Q: What did he say to you, and you say to him during that telephone conversation?...[discussion between the judge and the attorneys resulting in Mr. Hubell's being allowed to continue with his line of questioning]

A: Well, basically, Mr. Zaretsky said to me that he wanted to let me know that the NFB was very upset with ILA and another company and that he was giving me the feeling that, it was sort of advice, that I should be very careful, being that New Vision is a small store, and Sensations was a small store, and when I worked for Sensations, I was pretty low on the totem pole, if I would deal with ILA, AFB would be mad at me. [obviously a slip of the tongue]
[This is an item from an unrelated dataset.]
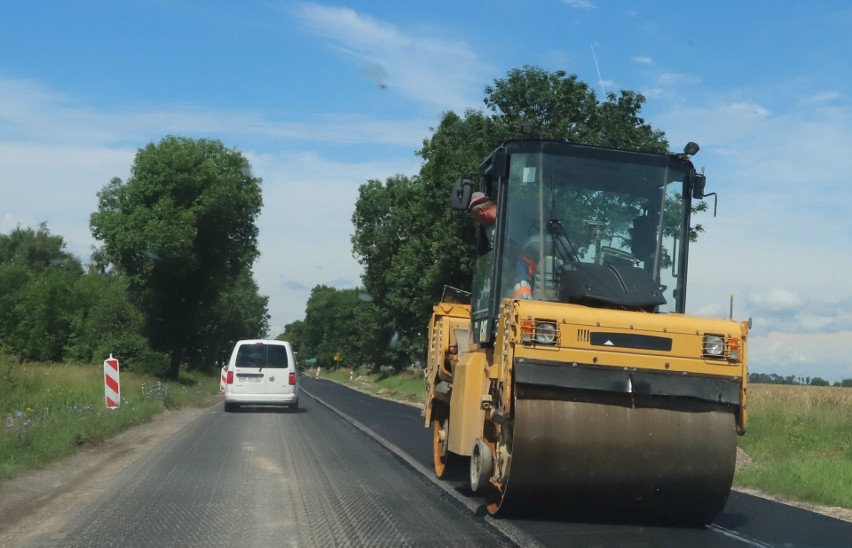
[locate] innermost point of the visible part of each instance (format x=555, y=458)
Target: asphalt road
x=347, y=469
x=267, y=477
x=745, y=521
Q: AFB would be mad at you is what you said?

A: Yes.

Q: Did anyone else say anything else during that telephone conversation that you can recall?

A: I am not sure. That's the brunt of it.

THE COURT: What is AFB?

A: National Federation of the Blind, they are a famous group, a watchdog for rights of the blind. For instance, if a restaurant doesn't admit a blind person with a guide dog, they will make sure that the restaurant is aware of the blind person's rights to use a guide dog in any facility.

Q: Subsequent to the telephone conversation that you had with Mr. Zaretsky, did you find out whether or not what he told you during that conversation was true?

MR. MULHOLLAND: Objection.

THE COURT: I don't understand that question.

MR. HUBELL: I will rephrase it, Judge.

Q: What did you do after the telephone conversation with Elliot Zaretsky?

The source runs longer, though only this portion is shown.